Risk management theory tends to break down risks at two levels. At the detailed level, there are unforeseen events or circumstances that can disrupt a particular outcome or sub-project. Above this, there are broader risks to important stakeholder objectives that can arise from combinations of unforeseen events.

In the case of infrastructure, different types of risk and different levels of risk are often deeply interconnected. As a simple example, a quality risk on one project can be magnified into significant budget or even safety risks over the lifetime of the asset.

Because everything is so connected, risk management has to involve the entire supply chain if it is to be effective.  Within a framework of clear accountabilities there needs to be the following:

  • Common risk management processes at all levels
  • Open sharing of information
  • Allocation of individual risks to whoever is best placed to manage them
  • Common ownership of business objectives and outcomes

Active management

Formal reviews and updating of risk registers are clearly essential.
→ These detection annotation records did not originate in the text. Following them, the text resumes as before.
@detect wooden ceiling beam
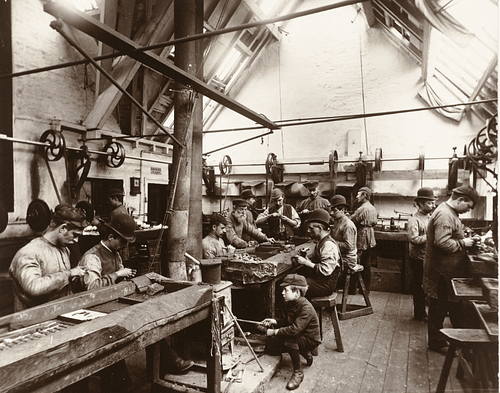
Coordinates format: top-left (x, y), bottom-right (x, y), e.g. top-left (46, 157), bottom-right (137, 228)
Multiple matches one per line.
top-left (44, 2), bottom-right (279, 129)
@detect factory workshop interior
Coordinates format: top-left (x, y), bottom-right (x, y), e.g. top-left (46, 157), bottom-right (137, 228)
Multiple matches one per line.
top-left (0, 0), bottom-right (499, 393)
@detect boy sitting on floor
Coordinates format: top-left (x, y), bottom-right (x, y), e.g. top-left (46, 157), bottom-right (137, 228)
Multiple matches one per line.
top-left (261, 274), bottom-right (321, 390)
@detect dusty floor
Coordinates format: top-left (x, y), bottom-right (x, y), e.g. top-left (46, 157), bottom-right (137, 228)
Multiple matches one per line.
top-left (98, 292), bottom-right (488, 393)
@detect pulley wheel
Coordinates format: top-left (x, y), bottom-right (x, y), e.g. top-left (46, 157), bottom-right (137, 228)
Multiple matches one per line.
top-left (103, 142), bottom-right (125, 168)
top-left (40, 130), bottom-right (66, 161)
top-left (75, 201), bottom-right (95, 223)
top-left (0, 202), bottom-right (9, 233)
top-left (266, 153), bottom-right (278, 175)
top-left (328, 150), bottom-right (339, 177)
top-left (26, 199), bottom-right (50, 232)
top-left (373, 147), bottom-right (382, 172)
top-left (219, 155), bottom-right (233, 175)
top-left (418, 146), bottom-right (425, 171)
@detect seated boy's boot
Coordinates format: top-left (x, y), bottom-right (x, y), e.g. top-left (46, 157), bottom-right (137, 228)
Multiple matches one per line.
top-left (301, 351), bottom-right (313, 366)
top-left (286, 370), bottom-right (304, 390)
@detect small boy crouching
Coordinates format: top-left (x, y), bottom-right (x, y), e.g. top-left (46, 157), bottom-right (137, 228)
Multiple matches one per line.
top-left (261, 274), bottom-right (321, 390)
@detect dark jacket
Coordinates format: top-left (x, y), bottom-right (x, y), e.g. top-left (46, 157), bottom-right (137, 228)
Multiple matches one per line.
top-left (276, 297), bottom-right (321, 344)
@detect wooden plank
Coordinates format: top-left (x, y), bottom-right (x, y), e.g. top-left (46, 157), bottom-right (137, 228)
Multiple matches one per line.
top-left (84, 1), bottom-right (173, 129)
top-left (44, 2), bottom-right (279, 130)
top-left (0, 281), bottom-right (135, 332)
top-left (0, 286), bottom-right (212, 391)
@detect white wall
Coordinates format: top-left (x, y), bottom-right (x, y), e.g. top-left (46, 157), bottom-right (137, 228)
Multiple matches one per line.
top-left (203, 0), bottom-right (487, 220)
top-left (0, 0), bottom-right (172, 238)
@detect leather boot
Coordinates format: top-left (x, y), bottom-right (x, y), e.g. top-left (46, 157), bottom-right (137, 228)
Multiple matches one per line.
top-left (167, 357), bottom-right (194, 374)
top-left (286, 370), bottom-right (304, 390)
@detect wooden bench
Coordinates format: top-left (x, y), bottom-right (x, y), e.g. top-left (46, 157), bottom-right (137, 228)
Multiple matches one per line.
top-left (436, 329), bottom-right (498, 393)
top-left (310, 292), bottom-right (344, 352)
top-left (339, 265), bottom-right (373, 320)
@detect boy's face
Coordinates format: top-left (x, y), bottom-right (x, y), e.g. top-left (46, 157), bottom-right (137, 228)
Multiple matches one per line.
top-left (281, 285), bottom-right (300, 302)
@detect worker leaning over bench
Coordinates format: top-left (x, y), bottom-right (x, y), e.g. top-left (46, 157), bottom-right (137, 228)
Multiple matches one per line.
top-left (78, 214), bottom-right (137, 290)
top-left (9, 204), bottom-right (88, 312)
top-left (226, 199), bottom-right (274, 248)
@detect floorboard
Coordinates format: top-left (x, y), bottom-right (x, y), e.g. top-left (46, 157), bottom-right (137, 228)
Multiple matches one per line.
top-left (117, 292), bottom-right (484, 393)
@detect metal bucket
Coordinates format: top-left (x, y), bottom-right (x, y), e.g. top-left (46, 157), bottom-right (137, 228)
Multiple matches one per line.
top-left (200, 258), bottom-right (222, 284)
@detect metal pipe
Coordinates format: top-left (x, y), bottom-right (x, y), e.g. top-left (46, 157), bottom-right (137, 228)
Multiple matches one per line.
top-left (205, 154), bottom-right (466, 171)
top-left (0, 0), bottom-right (368, 79)
top-left (50, 19), bottom-right (183, 147)
top-left (0, 134), bottom-right (170, 165)
top-left (203, 130), bottom-right (273, 156)
top-left (203, 98), bottom-right (498, 134)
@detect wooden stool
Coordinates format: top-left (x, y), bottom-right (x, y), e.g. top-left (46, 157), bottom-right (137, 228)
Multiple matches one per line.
top-left (339, 265), bottom-right (373, 320)
top-left (436, 329), bottom-right (498, 393)
top-left (311, 292), bottom-right (344, 352)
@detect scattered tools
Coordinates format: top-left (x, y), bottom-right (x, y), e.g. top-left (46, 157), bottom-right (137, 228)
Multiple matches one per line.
top-left (224, 361), bottom-right (245, 393)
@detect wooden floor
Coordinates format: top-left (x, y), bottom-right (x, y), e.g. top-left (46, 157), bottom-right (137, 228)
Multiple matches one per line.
top-left (266, 292), bottom-right (472, 393)
top-left (127, 292), bottom-right (480, 393)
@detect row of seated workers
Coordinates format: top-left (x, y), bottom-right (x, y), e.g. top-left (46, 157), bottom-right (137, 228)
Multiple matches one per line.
top-left (5, 182), bottom-right (486, 391)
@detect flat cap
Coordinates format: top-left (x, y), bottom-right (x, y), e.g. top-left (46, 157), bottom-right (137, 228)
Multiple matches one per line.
top-left (233, 199), bottom-right (248, 207)
top-left (415, 187), bottom-right (437, 201)
top-left (210, 212), bottom-right (227, 226)
top-left (358, 187), bottom-right (373, 197)
top-left (304, 180), bottom-right (319, 189)
top-left (330, 195), bottom-right (350, 209)
top-left (53, 203), bottom-right (89, 229)
top-left (271, 188), bottom-right (284, 199)
top-left (280, 274), bottom-right (307, 287)
top-left (306, 209), bottom-right (330, 227)
top-left (241, 188), bottom-right (255, 199)
top-left (452, 185), bottom-right (479, 206)
top-left (106, 188), bottom-right (125, 198)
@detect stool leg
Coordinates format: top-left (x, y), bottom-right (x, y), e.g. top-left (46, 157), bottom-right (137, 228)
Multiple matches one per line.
top-left (356, 272), bottom-right (372, 307)
top-left (329, 306), bottom-right (344, 352)
top-left (316, 308), bottom-right (323, 341)
top-left (341, 272), bottom-right (351, 313)
top-left (436, 342), bottom-right (457, 393)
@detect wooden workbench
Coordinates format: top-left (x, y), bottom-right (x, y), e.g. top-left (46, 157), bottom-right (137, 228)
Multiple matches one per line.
top-left (0, 276), bottom-right (221, 393)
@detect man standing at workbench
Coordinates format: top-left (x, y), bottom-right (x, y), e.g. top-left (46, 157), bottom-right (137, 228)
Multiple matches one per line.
top-left (423, 185), bottom-right (480, 354)
top-left (9, 204), bottom-right (88, 312)
top-left (350, 187), bottom-right (378, 295)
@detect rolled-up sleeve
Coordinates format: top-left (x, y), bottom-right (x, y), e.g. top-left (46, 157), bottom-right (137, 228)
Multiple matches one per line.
top-left (11, 251), bottom-right (71, 297)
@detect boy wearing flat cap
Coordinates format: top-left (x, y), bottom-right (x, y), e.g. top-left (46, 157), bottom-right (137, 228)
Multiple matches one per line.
top-left (261, 274), bottom-right (321, 390)
top-left (201, 212), bottom-right (227, 259)
top-left (255, 188), bottom-right (300, 240)
top-left (78, 214), bottom-right (136, 290)
top-left (9, 204), bottom-right (88, 312)
top-left (349, 187), bottom-right (378, 295)
top-left (226, 199), bottom-right (274, 248)
top-left (423, 185), bottom-right (480, 353)
top-left (297, 180), bottom-right (330, 236)
top-left (408, 187), bottom-right (437, 322)
top-left (297, 209), bottom-right (341, 299)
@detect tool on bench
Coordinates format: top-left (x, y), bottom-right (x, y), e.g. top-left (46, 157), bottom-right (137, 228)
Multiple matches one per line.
top-left (225, 306), bottom-right (264, 372)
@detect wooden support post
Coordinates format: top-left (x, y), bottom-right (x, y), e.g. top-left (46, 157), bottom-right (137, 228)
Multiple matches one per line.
top-left (187, 0), bottom-right (203, 259)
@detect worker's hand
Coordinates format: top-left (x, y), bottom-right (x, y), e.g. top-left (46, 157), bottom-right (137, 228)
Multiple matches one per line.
top-left (70, 266), bottom-right (87, 277)
top-left (295, 255), bottom-right (309, 265)
top-left (116, 267), bottom-right (137, 278)
top-left (261, 318), bottom-right (277, 327)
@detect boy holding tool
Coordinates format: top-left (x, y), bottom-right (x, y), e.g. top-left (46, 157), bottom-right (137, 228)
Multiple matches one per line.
top-left (261, 274), bottom-right (321, 390)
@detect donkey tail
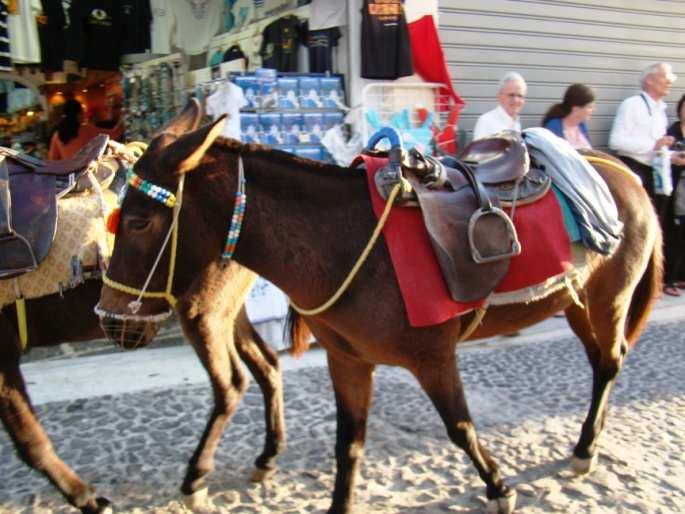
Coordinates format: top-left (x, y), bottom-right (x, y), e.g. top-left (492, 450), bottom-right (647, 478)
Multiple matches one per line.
top-left (285, 307), bottom-right (312, 357)
top-left (626, 227), bottom-right (664, 348)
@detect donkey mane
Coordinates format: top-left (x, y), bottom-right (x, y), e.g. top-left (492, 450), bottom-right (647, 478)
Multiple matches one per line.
top-left (212, 137), bottom-right (361, 178)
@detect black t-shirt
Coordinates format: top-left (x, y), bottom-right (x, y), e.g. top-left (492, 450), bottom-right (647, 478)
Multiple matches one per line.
top-left (221, 45), bottom-right (250, 68)
top-left (259, 15), bottom-right (300, 71)
top-left (302, 22), bottom-right (340, 73)
top-left (120, 0), bottom-right (152, 54)
top-left (36, 0), bottom-right (67, 72)
top-left (362, 0), bottom-right (414, 80)
top-left (67, 0), bottom-right (124, 70)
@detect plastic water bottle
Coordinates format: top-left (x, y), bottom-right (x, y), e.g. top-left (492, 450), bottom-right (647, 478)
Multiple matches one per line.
top-left (652, 146), bottom-right (673, 196)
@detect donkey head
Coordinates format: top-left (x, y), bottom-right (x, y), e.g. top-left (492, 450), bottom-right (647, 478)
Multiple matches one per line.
top-left (96, 101), bottom-right (224, 348)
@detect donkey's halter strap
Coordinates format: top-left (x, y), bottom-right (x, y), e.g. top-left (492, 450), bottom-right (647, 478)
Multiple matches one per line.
top-left (126, 168), bottom-right (176, 207)
top-left (102, 170), bottom-right (185, 314)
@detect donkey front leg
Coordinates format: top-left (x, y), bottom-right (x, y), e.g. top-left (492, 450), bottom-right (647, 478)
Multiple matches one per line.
top-left (328, 352), bottom-right (374, 514)
top-left (413, 350), bottom-right (516, 514)
top-left (234, 307), bottom-right (285, 482)
top-left (179, 315), bottom-right (248, 509)
top-left (0, 328), bottom-right (111, 514)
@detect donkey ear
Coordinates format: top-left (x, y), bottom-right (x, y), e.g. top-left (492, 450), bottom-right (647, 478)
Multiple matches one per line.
top-left (153, 98), bottom-right (202, 137)
top-left (169, 115), bottom-right (226, 173)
But active risk management demands more. There has to be an awareness of low and high level risks within each project team. KPIs have to incorporate specific measures linked to relevant project and business risks.

Assembling a robust risk management structure isn’t easy. It involves culture as well as competence.

Osborne has invested significantly in the risk management skills of our project managers and teams. This has given us a consistency of approach and a commitment to openness and information sharing throughout the organisation. We also create and operate our STOP Think! programme, which uses a strategic approach to incorporate practical engagement at all levels of influence to deliver performance improvement and achieve zero harm.

Just as important there is a commitment to using data and evidence when it comes to quantifying risk – steering clear of the perilous rocks of optimism bias. Our managers also fully understand the influence of process maturity in our capacity to predict and quantify risks accurately.

By building a learning culture we are also able to use lessons learned and innovation to improve our understanding of potential risks and their effective mitigation. Beyond this, there is a common culture that never loses sight of our client’s strategic objectives and risks as we plan and execute individual projects.

We firmly believe that top-down approaches don’t work. Our team and our subcontractors are very much part of our healthy quality and risk management culture.